OK before I begin, I don't want to sound like a guru, but I would like to share the experience I have working with different "bitness" machines.

Firstly, I wanna define "bitness". If someone tells me that a particular machine is 32-Bit, then that could mean one of two things:
1) The CPU's registers are 32 bits wide.
2) Memory is addressed in chunks of 32 bits at a time.

For the purpose of this post, let's just assume that bitness means both of these, i.e. a 32-Bit machine has 32-Bit registers and also 32-Bit chunks of memory.

In my most recent year of college, I did an embedded systems project. I had to make a portable electronic Connect4 game. I chose an 8-Bit microcontroller made by PIC. With this particular chip, if I wanted to add two 8-Bit numbers, it could be done in one instruction:

ADD a,b

If I wanted to play around with 16-Bit numbers, then I would have to use two memory chunks, and perform two instructions:

ADD a[0],b[0]
ADD a[1],b[1]

So in this respect, you can say that on this chip, 8-Bit arithmetic is twice as fast as 16-Bit arithmetic. (In fact it's actually a little more than twice as fast when it comes to doing comparisons).

In my Connect4 game however, the largest number I ever had to deal with was 48, so I never needed to use 16-Bit arithmetic. If I had chosen a 16-Bit CPU of identical specs, my Connect4 game wouldn't run any quicker because it's still executing the same amount of instructions.

Now, let's say I drank some of that "squishy 100% syrup" stuff and decided to make "Connect 4000". On my 8-Bit CPU, two instructions would have to be executed every time I want to add, subtract, whatever. However, if I had a 16-Bit CPU, only one instruction would be needed. So in that case, the 16-Bit CPU would be faster.
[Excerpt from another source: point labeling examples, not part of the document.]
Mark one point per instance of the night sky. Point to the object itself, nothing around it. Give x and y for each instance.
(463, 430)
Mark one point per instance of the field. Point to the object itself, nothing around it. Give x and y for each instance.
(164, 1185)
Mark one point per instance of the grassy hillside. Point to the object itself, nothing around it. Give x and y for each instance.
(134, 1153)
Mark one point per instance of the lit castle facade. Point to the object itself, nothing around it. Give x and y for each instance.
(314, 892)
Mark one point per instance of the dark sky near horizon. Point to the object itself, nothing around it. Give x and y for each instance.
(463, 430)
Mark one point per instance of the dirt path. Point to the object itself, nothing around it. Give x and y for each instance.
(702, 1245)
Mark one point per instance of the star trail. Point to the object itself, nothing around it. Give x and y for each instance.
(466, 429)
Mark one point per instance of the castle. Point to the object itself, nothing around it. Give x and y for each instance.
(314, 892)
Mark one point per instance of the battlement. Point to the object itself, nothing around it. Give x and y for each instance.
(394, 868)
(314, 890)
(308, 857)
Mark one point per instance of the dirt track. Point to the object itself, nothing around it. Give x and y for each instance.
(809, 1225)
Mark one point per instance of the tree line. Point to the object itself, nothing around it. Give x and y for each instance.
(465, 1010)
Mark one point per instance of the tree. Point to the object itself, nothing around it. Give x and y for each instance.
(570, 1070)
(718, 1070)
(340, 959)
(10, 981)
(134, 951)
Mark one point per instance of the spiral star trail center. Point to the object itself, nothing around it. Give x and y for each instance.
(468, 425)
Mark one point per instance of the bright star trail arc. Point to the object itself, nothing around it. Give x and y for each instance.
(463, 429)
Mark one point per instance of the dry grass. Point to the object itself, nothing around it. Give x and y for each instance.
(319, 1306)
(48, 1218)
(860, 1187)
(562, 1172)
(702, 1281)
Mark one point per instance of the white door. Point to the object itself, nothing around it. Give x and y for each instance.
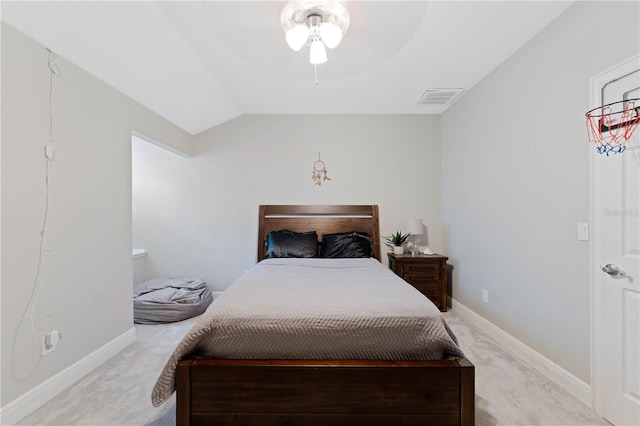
(616, 249)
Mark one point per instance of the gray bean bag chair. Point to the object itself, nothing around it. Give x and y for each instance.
(163, 300)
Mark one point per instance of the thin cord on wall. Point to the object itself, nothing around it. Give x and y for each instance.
(37, 282)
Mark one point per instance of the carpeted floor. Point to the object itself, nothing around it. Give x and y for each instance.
(508, 391)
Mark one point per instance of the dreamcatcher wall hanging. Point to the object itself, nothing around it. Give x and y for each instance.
(319, 172)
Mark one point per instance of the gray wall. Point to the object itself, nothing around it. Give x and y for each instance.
(85, 278)
(207, 210)
(515, 174)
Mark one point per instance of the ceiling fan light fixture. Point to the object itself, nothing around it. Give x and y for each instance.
(318, 23)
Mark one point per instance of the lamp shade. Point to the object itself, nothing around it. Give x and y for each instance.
(413, 226)
(317, 54)
(297, 37)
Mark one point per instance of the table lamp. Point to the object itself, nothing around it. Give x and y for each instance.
(414, 227)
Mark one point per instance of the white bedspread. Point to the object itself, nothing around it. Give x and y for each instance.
(315, 309)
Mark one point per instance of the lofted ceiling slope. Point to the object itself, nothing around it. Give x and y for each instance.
(201, 63)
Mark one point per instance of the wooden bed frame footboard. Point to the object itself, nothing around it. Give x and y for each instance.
(325, 392)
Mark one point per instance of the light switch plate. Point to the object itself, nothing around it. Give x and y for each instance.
(583, 232)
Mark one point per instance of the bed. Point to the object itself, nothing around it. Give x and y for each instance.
(297, 382)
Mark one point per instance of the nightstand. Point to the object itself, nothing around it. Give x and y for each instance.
(426, 272)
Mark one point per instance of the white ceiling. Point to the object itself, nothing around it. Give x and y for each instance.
(201, 63)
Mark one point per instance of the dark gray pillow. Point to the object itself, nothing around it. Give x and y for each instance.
(287, 243)
(346, 244)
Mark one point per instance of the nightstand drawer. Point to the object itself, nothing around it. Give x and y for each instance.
(417, 278)
(425, 273)
(423, 269)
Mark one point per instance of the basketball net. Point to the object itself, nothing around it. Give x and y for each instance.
(610, 126)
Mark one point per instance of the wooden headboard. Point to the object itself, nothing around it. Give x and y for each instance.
(322, 219)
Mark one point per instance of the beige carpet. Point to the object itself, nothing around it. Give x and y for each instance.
(508, 391)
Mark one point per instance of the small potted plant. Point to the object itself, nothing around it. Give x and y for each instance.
(397, 241)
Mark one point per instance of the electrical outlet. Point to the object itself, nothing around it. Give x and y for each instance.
(50, 340)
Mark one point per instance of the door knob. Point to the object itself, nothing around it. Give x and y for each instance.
(613, 270)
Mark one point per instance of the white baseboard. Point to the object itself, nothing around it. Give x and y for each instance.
(27, 403)
(555, 373)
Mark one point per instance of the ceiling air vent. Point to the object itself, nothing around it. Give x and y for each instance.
(439, 96)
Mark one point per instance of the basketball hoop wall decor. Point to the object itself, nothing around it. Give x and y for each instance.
(610, 126)
(319, 172)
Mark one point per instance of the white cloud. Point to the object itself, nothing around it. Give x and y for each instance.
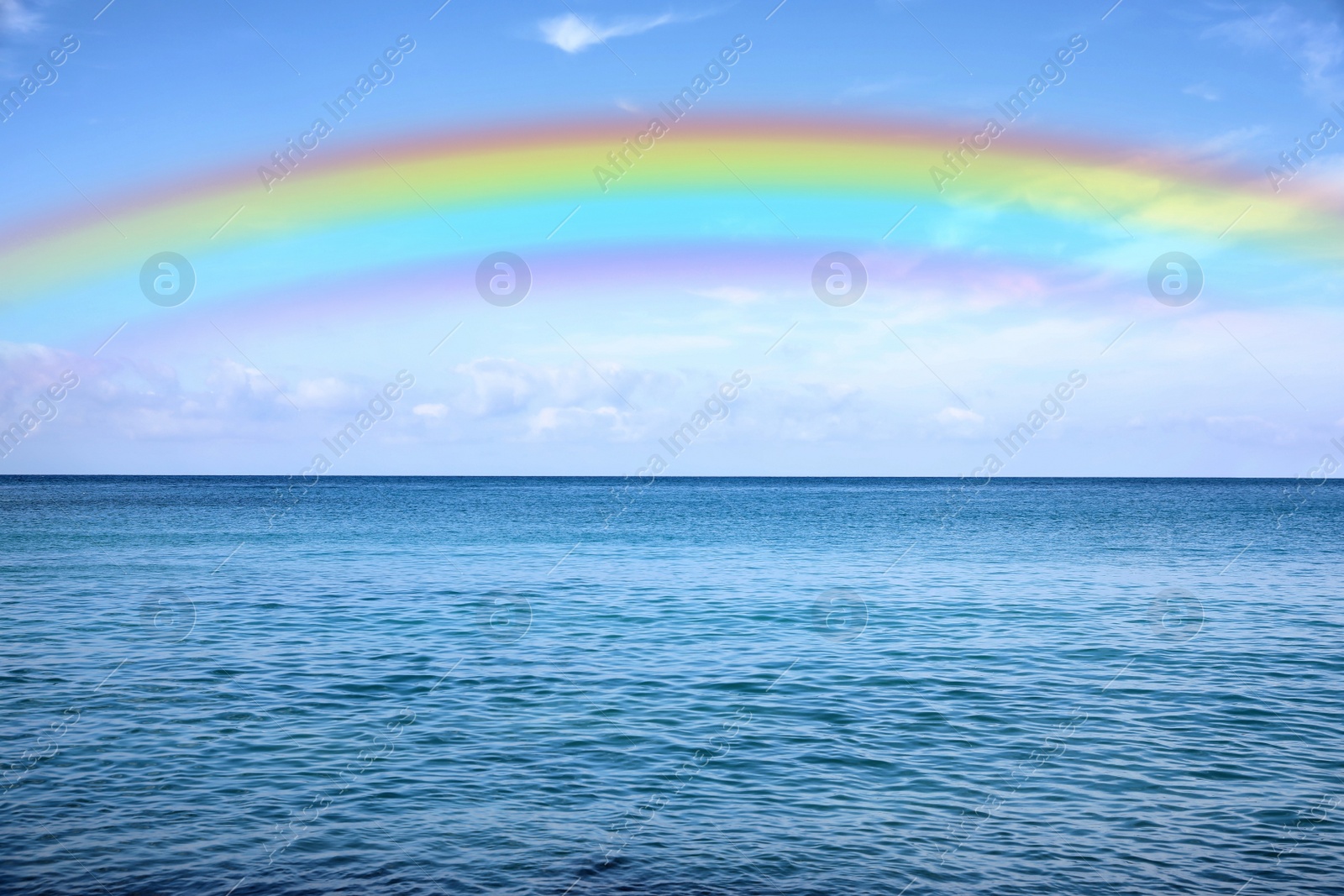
(571, 34)
(958, 416)
(1315, 47)
(15, 18)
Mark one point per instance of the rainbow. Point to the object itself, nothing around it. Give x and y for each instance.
(759, 195)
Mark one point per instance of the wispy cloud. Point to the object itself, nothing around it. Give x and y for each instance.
(571, 34)
(15, 18)
(1315, 47)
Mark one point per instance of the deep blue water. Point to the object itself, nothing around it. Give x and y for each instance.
(705, 687)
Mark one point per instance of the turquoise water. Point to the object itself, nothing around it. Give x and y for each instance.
(702, 687)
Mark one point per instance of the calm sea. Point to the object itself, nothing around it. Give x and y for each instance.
(566, 685)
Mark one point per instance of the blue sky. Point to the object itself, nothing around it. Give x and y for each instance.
(163, 93)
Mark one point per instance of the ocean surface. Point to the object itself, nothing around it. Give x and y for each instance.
(581, 685)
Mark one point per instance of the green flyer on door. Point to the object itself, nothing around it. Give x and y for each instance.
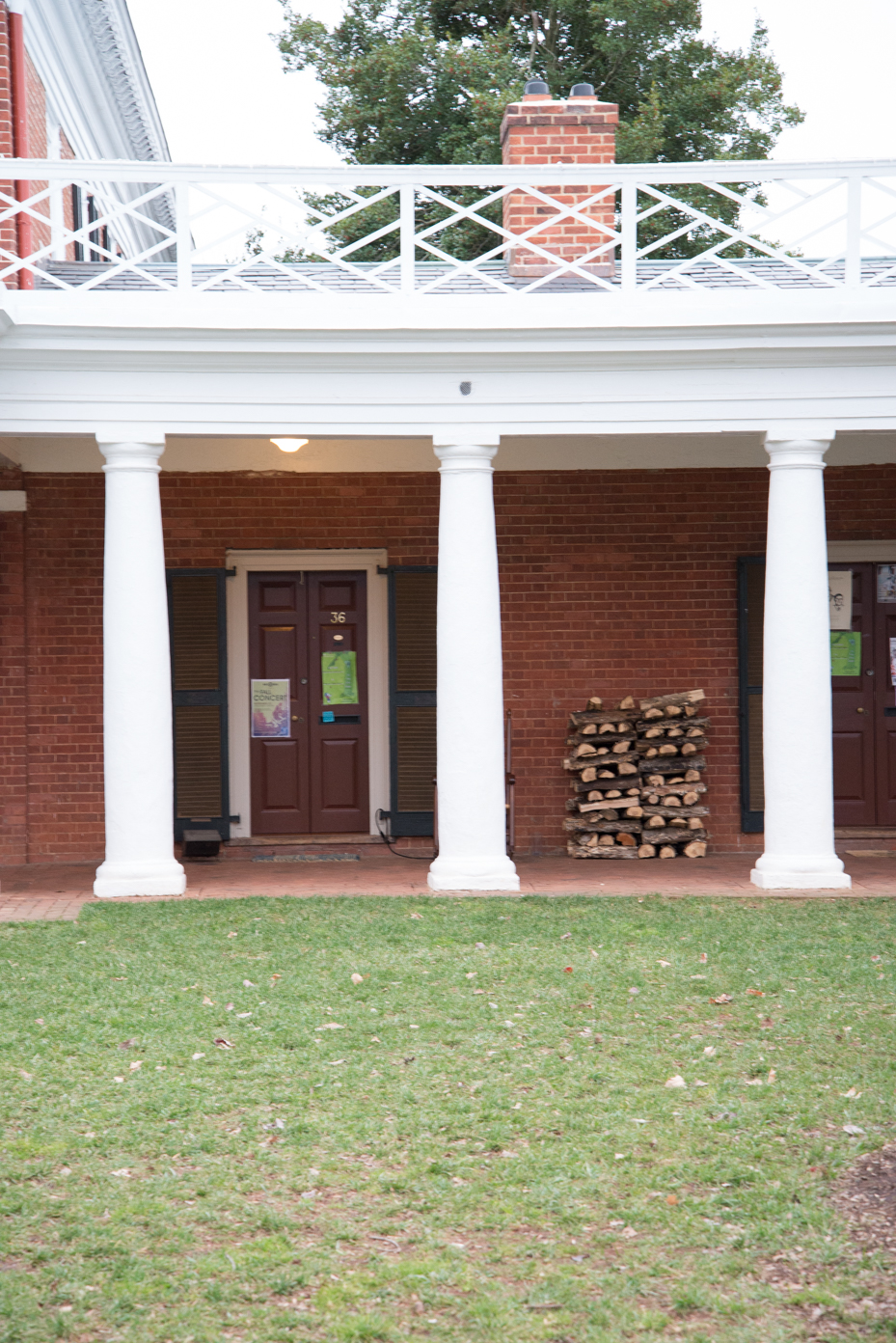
(845, 653)
(339, 677)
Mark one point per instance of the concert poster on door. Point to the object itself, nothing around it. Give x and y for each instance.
(270, 708)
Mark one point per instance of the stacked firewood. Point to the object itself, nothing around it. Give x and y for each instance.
(637, 788)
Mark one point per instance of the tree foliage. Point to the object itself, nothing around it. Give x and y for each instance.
(427, 81)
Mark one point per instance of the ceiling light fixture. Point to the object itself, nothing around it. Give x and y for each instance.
(289, 445)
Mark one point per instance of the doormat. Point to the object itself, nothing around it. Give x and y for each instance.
(307, 857)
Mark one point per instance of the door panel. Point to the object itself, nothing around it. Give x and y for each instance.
(885, 713)
(279, 650)
(854, 715)
(339, 750)
(316, 781)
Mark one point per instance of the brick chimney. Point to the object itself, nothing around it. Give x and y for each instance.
(540, 130)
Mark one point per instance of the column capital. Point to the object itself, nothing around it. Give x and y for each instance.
(129, 455)
(465, 456)
(797, 452)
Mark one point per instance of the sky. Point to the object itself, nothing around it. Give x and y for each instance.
(225, 98)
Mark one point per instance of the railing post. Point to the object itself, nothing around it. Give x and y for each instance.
(629, 232)
(407, 232)
(184, 238)
(854, 276)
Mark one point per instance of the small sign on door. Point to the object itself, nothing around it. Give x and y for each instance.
(840, 598)
(270, 708)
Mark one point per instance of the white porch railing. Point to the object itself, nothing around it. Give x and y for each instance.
(417, 230)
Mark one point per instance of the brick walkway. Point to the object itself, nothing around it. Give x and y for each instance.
(50, 891)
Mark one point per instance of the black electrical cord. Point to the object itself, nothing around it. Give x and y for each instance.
(423, 857)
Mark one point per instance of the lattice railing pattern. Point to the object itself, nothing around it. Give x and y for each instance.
(420, 232)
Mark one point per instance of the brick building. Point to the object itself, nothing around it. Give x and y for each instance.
(563, 431)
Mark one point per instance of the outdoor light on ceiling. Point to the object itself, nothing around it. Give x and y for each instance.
(289, 445)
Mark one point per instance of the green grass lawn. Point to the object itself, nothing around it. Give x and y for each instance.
(479, 1147)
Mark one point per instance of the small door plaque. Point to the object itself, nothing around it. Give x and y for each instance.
(270, 708)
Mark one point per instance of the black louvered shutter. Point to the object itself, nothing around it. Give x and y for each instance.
(197, 613)
(411, 698)
(751, 599)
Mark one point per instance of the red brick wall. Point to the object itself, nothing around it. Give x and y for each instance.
(13, 680)
(612, 583)
(537, 130)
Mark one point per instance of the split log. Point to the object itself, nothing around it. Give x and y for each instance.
(681, 699)
(661, 724)
(683, 812)
(597, 825)
(673, 766)
(598, 716)
(672, 835)
(616, 852)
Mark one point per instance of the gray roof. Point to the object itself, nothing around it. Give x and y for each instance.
(307, 277)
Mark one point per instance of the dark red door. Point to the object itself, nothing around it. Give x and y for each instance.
(884, 713)
(338, 627)
(855, 713)
(314, 780)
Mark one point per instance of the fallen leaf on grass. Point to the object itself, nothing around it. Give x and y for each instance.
(389, 1240)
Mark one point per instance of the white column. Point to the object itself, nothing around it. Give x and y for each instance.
(796, 701)
(471, 693)
(136, 680)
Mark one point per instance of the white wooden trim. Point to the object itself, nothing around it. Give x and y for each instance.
(882, 551)
(249, 562)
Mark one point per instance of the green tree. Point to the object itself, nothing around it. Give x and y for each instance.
(426, 82)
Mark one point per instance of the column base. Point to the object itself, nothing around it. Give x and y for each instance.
(473, 874)
(164, 877)
(797, 872)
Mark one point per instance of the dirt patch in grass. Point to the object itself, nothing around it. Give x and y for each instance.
(867, 1198)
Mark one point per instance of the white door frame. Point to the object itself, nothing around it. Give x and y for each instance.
(238, 709)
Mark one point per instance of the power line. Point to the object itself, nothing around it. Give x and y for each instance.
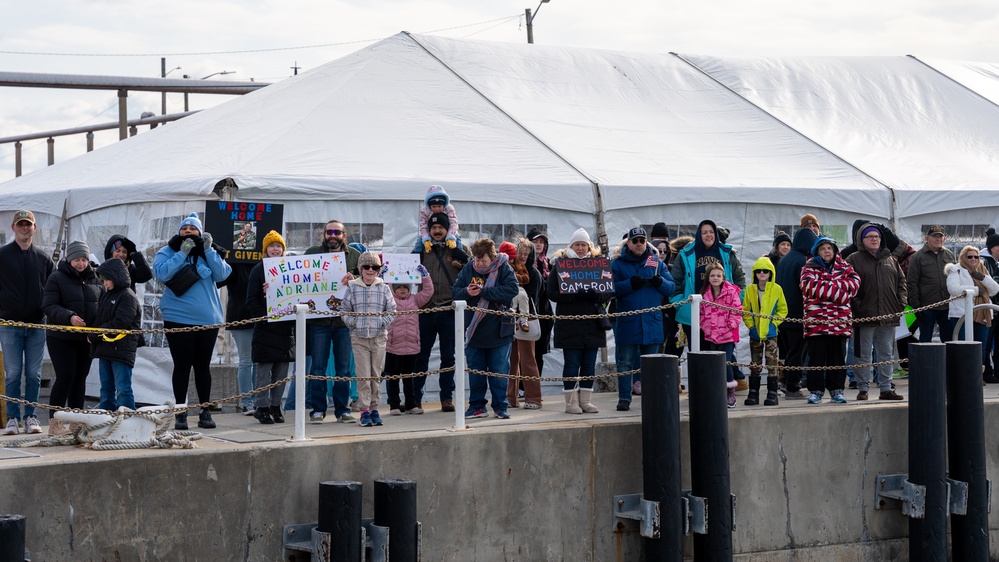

Today, most CPU's are 32-Bit. If you ask a 32-Bit CPU to add two 64-Bit numbers together, it will perform two instructions on two chunks of memory. However if you ask a 64-Bit CPU to do the same thing, it'll only perform one instruction.

Now the thing about 32-Bit is that you can represent a pretty damn big number with 32 bits, the maximum value being 4.2 billion. Now just think to yourself... how often do you use numbers greater than 4.2 billion?

So there's the first benefit of 64-Bit over 32-Bit:
If you're dealing with numbers bigger than 4.2 billion, then you're executing half the amount of instructions that a 32-Bit machine would.
There's another thing though. Let's say you have 2 megabytes of memory that you want to copy to another part of memory. A 32-Bit machine will do this 32 bits at a time. A 64-Bit machine will do this 64 bits at a time.

So there's another benefit of 64-Bit over 32-Bit:
For operations on large sections of memory, you'll get things done twice as fast
If you have a program that doesn't deal with numbers greater than 4.2 billion, and if your program doesn't do operations on large sections of memory, then I don't think you'll see a difference between a 32-Bit CPU and a 64-Bit CPU.

For instance, the password generator I wrote recently wouldn't run any better on a 64-Bit CPU because it dealt with small numbers and didn't do any operations on large sections of memory. However, there are quite a few algorithms that benefit from having a "bigger bitness" CPU.

Remember when I was talking about the Big Number library for C called "GMP"? Well if you use that to deal with ridiculously big numbers, then a 64-Bit CPU is way better than a 32-Bit CPU. They have some info about it on their own website http://gmplib.org/32vs64.html (for anyone who's hesitant to click on links, it's actually a nice light interesting read).

And just one final thing... the whole thing about "porting" a program from 32-Bit to 64-Bit. When I got into programming, it wasn't long before I took a liking to portable programming. If a program is written properly with portability in mind, then you won't need to port it. For instance, when I'm writing a program in C, you'll see me use integer types such as "uint_fast64_t". What this does is ask the compiler to choose the fastest integer type for doing 64-Bit arithmetic. So if my program is compiled for a 64-Bit machine, it'll use a 64-Bit integer type instead of using two 32-Bit integer types. No need to play around changing the code for the "next generation".

But alas, you have some really bad programmers out there who unnecessarily take the flexibility and portability out of their code. Microsoft are particularly bad at this. I almost vomit any time I have to take a look through <windows.h>.

When I want to write a portable algorithm, I think about the following:
1) Will it run on a machine that has a 9-Bit byte? (They have existed)
2) Will it run on a super computer where a byte is 64 bits?
3) Will it run on a machine where there's "padding" in the integer types (some supercomputers can don't integer arithmetic, instead they do floating point arithmetic and just pad any integer values with zeroes after the decimal point).

So anyway, at the end of it all, the more bits the better (assuming the CPU can still run at the same speed). I'm reminded of cars a little bit here. If someone said to me, "Would you prefer a larger capacity engine or more efficient combustion"?, it's say "Both!". Similary, if I had a 32-Bit CPU and someone asked me "Would you like a 64-Bit CPU or would you like a 32-Bit dual-core"? then I'd have to say "Both!" as well!